US 12,294,582 B2
	Communication network resilience based on distributed multi-agent q-learning algorithm
Lan Kim Nguyen, Mission Viejo, CA (US); Elsa Newman Schaefer, Fairfax, VA (US); and Robert Arthur Hughes, Jr., Bayfield, CO (US)
Assigned to KBR WYLE SERVICES, LLC, Houston, TX (US)
Filed by KBR Wyle Services, LLC, Houston, TX (US)
Filed on Jun. 1, 2023, as Appl. No. 18/327,347.
Claims priority of provisional application 63/354,410, filed on Jun. 22, 2022.
Claims priority of provisional application 63/348,816, filed on Jun. 3, 2022.
Prior Publication US 2023/0396623 A1, Dec. 7, 2023
Int. Cl. H04L 41/046 (2022.01); H04L 9/40 (2022.01); H04L 41/16 (2022.01)

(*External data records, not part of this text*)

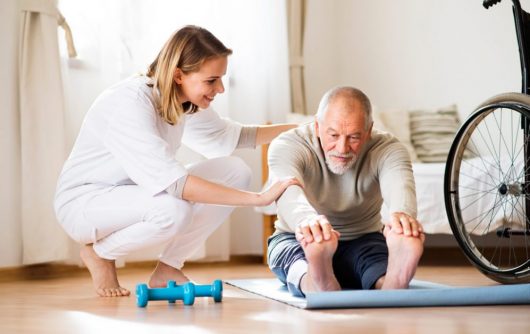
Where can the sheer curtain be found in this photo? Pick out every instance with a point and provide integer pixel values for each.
(116, 39)
(42, 131)
(296, 12)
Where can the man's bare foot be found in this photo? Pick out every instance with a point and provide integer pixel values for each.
(404, 253)
(164, 273)
(103, 274)
(320, 275)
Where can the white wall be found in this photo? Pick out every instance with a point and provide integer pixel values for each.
(412, 53)
(10, 231)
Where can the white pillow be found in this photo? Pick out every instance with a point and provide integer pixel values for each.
(396, 122)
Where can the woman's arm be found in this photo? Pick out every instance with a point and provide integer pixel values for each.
(266, 133)
(200, 190)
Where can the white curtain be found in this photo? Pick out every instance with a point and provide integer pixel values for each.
(296, 11)
(42, 131)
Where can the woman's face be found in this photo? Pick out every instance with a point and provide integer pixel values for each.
(201, 87)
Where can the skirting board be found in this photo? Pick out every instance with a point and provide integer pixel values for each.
(420, 294)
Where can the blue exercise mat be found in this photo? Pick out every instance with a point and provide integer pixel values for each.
(420, 293)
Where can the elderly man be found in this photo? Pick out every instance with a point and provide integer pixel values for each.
(329, 233)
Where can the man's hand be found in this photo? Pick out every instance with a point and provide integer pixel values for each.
(401, 222)
(317, 230)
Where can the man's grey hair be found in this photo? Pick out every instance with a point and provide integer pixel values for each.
(348, 92)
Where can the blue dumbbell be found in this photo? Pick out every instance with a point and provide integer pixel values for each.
(173, 292)
(215, 290)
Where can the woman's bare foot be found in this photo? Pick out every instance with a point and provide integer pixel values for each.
(103, 274)
(320, 275)
(404, 253)
(164, 273)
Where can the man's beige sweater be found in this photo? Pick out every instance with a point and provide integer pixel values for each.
(352, 201)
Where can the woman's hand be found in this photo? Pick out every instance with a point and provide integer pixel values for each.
(276, 190)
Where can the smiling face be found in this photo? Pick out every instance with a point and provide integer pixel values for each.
(200, 87)
(342, 132)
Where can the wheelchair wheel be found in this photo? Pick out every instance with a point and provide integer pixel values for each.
(487, 188)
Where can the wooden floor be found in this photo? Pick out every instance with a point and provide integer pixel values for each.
(62, 301)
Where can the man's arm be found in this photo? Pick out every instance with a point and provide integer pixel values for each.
(398, 190)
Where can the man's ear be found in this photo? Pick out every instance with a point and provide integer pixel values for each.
(177, 76)
(370, 130)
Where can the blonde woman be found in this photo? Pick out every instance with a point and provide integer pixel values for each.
(122, 190)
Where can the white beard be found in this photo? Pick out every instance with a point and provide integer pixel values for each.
(340, 168)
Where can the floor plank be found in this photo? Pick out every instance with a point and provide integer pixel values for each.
(65, 303)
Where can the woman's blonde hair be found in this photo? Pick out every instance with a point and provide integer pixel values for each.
(187, 50)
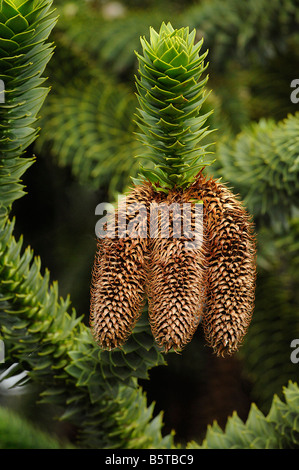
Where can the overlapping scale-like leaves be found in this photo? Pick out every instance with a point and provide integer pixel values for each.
(170, 94)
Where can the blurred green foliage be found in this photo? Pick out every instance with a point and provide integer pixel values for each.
(85, 155)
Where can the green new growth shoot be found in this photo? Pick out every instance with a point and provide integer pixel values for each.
(170, 95)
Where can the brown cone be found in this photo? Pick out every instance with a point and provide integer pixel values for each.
(231, 273)
(176, 282)
(118, 279)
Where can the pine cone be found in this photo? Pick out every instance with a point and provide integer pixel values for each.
(176, 282)
(118, 278)
(231, 273)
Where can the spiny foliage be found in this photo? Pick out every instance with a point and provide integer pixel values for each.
(278, 430)
(24, 55)
(92, 388)
(262, 162)
(87, 128)
(21, 305)
(170, 97)
(54, 346)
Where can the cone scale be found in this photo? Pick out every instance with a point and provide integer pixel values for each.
(213, 282)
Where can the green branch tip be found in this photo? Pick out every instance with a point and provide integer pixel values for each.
(170, 95)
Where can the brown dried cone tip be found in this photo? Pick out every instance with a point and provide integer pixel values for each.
(118, 279)
(214, 282)
(231, 272)
(176, 281)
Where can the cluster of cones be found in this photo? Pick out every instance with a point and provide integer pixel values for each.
(213, 284)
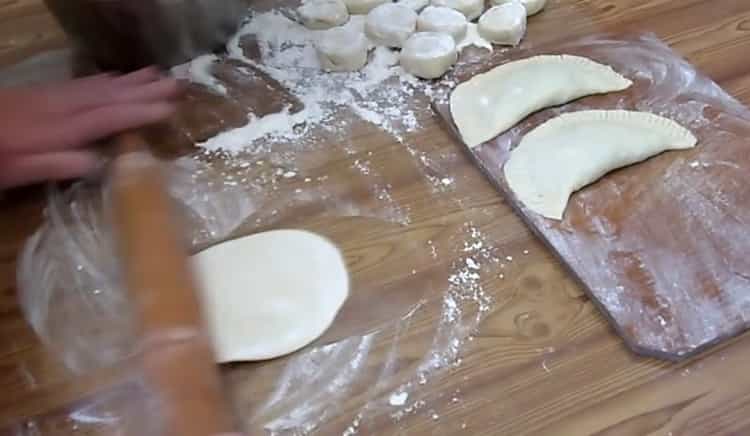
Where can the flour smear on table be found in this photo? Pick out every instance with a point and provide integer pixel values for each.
(381, 93)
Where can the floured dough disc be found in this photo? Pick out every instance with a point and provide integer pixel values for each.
(443, 20)
(342, 49)
(391, 24)
(504, 24)
(270, 294)
(415, 5)
(471, 9)
(323, 14)
(361, 7)
(429, 55)
(533, 7)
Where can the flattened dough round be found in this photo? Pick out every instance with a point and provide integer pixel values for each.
(533, 7)
(361, 7)
(270, 294)
(576, 149)
(323, 14)
(504, 24)
(472, 9)
(429, 55)
(443, 20)
(342, 49)
(391, 24)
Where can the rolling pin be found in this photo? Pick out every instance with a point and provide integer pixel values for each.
(176, 351)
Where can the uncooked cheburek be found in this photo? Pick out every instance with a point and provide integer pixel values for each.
(576, 149)
(270, 294)
(490, 103)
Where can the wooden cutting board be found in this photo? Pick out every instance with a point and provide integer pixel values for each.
(662, 247)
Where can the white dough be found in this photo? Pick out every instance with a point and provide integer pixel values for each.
(342, 49)
(472, 9)
(270, 294)
(443, 20)
(323, 14)
(361, 7)
(474, 38)
(575, 149)
(391, 24)
(415, 5)
(491, 103)
(429, 55)
(533, 7)
(504, 24)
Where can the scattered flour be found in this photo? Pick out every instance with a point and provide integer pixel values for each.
(199, 71)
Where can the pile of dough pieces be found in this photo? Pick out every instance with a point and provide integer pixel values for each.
(428, 32)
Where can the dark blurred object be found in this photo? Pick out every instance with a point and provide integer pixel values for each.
(124, 35)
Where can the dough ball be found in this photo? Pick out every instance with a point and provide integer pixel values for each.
(471, 9)
(415, 5)
(342, 49)
(443, 20)
(532, 6)
(323, 14)
(391, 24)
(504, 24)
(269, 294)
(429, 55)
(361, 7)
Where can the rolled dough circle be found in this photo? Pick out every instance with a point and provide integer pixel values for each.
(270, 294)
(361, 7)
(391, 24)
(443, 20)
(504, 24)
(429, 55)
(415, 5)
(342, 49)
(323, 14)
(533, 7)
(471, 9)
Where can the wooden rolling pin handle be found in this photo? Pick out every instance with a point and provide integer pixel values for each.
(176, 351)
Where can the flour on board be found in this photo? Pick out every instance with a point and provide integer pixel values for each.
(287, 54)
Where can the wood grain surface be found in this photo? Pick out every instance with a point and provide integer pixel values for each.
(674, 281)
(543, 361)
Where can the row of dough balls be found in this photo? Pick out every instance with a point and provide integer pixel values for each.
(426, 31)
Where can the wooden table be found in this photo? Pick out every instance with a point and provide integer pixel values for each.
(542, 361)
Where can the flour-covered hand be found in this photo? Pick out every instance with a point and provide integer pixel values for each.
(48, 132)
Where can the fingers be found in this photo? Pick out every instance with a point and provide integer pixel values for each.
(147, 85)
(164, 89)
(100, 123)
(32, 168)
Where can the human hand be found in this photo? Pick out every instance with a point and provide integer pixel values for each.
(47, 132)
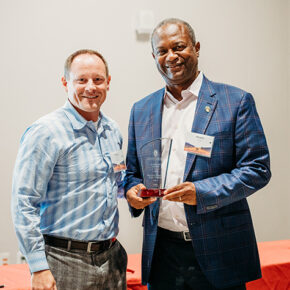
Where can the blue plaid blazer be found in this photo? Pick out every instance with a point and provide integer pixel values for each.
(220, 224)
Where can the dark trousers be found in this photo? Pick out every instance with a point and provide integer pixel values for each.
(174, 267)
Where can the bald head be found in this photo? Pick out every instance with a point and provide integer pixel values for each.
(177, 21)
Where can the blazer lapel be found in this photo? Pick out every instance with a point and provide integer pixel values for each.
(206, 104)
(156, 114)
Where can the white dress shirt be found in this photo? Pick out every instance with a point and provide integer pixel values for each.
(177, 119)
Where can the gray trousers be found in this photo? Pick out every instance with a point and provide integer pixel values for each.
(79, 270)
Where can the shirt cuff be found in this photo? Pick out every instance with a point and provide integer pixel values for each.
(37, 261)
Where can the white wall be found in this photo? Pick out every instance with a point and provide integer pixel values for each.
(243, 42)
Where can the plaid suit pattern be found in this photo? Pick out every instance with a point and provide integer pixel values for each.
(220, 225)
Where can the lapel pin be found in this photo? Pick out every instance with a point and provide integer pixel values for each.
(207, 109)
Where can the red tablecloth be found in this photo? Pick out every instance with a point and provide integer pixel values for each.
(275, 262)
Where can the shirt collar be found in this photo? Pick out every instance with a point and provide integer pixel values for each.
(191, 92)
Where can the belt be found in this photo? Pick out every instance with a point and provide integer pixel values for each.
(91, 246)
(174, 235)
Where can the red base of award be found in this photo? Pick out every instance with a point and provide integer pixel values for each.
(151, 193)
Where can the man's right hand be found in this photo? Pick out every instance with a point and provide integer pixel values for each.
(136, 201)
(43, 280)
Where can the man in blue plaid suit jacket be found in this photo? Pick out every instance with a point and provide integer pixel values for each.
(218, 249)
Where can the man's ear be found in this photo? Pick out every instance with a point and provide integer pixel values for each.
(108, 82)
(197, 48)
(64, 83)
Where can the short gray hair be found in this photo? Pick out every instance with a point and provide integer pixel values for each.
(175, 21)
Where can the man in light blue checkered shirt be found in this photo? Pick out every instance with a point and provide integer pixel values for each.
(65, 187)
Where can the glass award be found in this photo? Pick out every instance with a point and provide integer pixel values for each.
(153, 155)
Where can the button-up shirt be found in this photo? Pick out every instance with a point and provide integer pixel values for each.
(64, 183)
(177, 119)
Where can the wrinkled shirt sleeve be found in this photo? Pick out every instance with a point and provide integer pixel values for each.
(33, 169)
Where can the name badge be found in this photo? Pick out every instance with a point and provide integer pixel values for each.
(118, 161)
(198, 144)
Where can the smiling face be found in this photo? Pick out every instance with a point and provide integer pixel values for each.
(87, 85)
(175, 55)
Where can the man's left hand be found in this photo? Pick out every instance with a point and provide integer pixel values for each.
(184, 192)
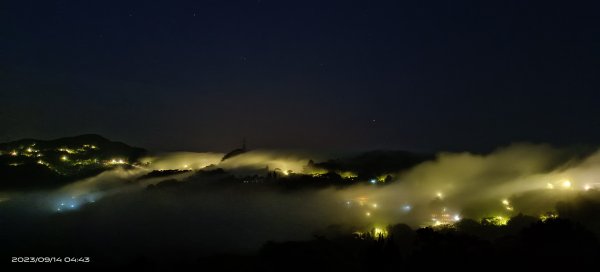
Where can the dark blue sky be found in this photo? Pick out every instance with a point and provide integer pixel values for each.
(200, 75)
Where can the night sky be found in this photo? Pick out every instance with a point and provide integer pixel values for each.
(201, 75)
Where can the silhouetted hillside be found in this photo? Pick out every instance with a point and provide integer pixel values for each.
(32, 163)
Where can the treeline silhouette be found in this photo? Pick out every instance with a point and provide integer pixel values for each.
(548, 244)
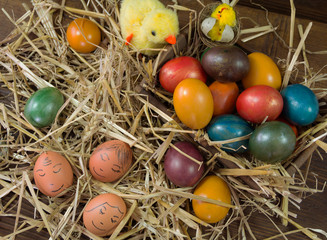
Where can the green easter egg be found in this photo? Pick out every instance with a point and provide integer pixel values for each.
(42, 107)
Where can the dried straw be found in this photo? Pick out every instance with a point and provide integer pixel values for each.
(112, 94)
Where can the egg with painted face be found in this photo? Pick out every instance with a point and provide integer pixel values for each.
(110, 160)
(103, 213)
(52, 173)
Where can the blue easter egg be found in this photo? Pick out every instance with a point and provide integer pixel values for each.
(300, 104)
(228, 126)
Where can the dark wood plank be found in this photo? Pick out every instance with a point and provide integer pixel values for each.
(314, 10)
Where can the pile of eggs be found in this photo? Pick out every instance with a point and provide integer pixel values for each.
(265, 116)
(242, 108)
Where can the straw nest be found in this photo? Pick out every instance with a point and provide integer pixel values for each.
(105, 99)
(205, 13)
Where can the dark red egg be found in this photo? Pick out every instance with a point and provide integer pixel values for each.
(180, 169)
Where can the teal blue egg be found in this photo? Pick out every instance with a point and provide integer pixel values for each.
(229, 126)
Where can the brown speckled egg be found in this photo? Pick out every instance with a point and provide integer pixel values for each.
(52, 173)
(103, 213)
(110, 160)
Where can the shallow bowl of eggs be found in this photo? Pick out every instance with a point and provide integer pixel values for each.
(218, 24)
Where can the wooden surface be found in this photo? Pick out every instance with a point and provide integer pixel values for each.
(313, 209)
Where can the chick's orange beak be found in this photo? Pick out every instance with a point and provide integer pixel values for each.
(171, 39)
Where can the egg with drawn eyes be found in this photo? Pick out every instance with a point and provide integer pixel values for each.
(110, 160)
(52, 173)
(103, 213)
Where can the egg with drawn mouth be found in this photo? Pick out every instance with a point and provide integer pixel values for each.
(110, 160)
(52, 173)
(103, 213)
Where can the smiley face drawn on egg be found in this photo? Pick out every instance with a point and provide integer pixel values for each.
(103, 214)
(110, 160)
(52, 173)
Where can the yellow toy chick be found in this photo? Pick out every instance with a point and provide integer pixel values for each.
(148, 24)
(224, 15)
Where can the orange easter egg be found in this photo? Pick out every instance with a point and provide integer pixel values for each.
(110, 160)
(52, 173)
(103, 213)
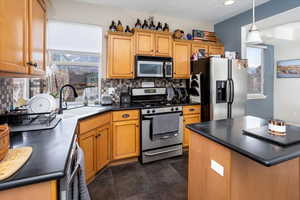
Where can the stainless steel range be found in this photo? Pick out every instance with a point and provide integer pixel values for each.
(162, 125)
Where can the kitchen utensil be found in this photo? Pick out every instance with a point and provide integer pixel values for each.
(41, 103)
(4, 141)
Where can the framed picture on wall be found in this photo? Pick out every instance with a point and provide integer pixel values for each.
(288, 68)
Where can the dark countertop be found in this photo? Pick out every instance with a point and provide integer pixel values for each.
(51, 148)
(228, 132)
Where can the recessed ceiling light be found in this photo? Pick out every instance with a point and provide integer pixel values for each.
(229, 2)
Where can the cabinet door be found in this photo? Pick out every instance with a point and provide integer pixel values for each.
(196, 47)
(13, 36)
(126, 139)
(216, 50)
(120, 56)
(37, 37)
(87, 143)
(163, 45)
(189, 119)
(181, 59)
(102, 147)
(145, 44)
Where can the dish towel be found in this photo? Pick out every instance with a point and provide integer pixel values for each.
(166, 123)
(80, 190)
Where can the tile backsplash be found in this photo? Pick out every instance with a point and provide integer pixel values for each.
(6, 93)
(118, 84)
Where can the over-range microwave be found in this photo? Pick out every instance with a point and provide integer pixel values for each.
(154, 67)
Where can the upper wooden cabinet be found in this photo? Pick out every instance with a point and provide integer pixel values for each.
(120, 56)
(196, 47)
(163, 45)
(216, 50)
(151, 43)
(22, 44)
(13, 36)
(181, 60)
(145, 43)
(37, 37)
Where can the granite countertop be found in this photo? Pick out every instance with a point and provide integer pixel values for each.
(51, 148)
(228, 132)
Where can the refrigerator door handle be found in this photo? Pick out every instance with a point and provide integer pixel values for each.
(228, 91)
(231, 91)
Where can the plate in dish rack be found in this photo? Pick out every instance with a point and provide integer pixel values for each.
(41, 103)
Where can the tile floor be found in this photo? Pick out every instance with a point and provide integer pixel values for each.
(162, 180)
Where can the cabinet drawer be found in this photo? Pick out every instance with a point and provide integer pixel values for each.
(94, 122)
(125, 115)
(187, 110)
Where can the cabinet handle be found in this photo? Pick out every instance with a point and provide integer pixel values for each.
(32, 64)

CPC H04L 63/101 (2013.01) [H04L 41/046 (2013.01); H04L 41/16 (2013.01); H04L 63/108 (2013.01)]

20 Claims

1. A method for strengthening communication network resilience, comprising, at a source agent of the communication network:

accessing an access list comprising communication relay agents available to the source agent;

accessing a Q-table, from among a plurality of Q-tables, that corresponds to the communication relay agents available to the source agent, wherein each entry in the Q-table indicates a predicted reward for transitioning from a first relay agent of the communication relay agents to a second relay agent of the communication relay agents at a specified time slot;

transitioning from communicating via a current communication relay agent to communicating via a new communication relay agent at a time slot, wherein the new communication relay agent is determined based on a set of entries in the Q-table, wherein the set of entries comprises entries in the Q-table corresponding to transitioning from the current communication relay agent to each of the communication relay agents at the time slot;

receiving data indicative of an actual reward for transitioning to the new communication relay agent; and

updating the entry in the Q-table corresponding to the transition from the current communication relay agent to the new communication relay agent at the time slot based on the received data indicative of the actual reward.